Hacker News new | ask | show | jobs
by gibrown 4515 days ago
There are a lot of features thoughtfully combined that make ES great. Top of my list would be:

1. It handles human written language. Any language. The same technology that let's it handle strings written in human language provides a lot of flexibility in handling string in other applications. Particular when handling logs.

2. Non-string data it also handles very fast and cleanly (numbers, dates, geo).

3. Lucene has an inverted index that has been optimized over many years. ES scales that pretty seamlessly across many servers. All decisions in the project seem to be made around whether a feature can scale to 100s of nodes.

The devs have also been really smart to focus on the "out of box experience". Very well thought out defaults.

More on our experience with ES at scale: http://gibrown.wordpress.com/2014/01/09/scaling-elasticsearc...

1 comments

Is this accurate to elastic search since it is build on Lucene?

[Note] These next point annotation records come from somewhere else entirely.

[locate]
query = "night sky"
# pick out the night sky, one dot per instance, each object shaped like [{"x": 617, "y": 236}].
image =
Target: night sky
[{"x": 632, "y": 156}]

https://lucene.apache.org/core/

"index size roughly 20-30% the size of text indexed"

That seems excessive for an index.

Not sure how that's calculated. I assume it is accurate, but the index size is going to depend a lot on what kind of text you have and how it is separated into individual terms (or n-grams or all the other ways you can tokenize and filter to create individual terms).

Personally, I think of disk space as cheap, and am far more concerned with having options to improve speed and quality of search results.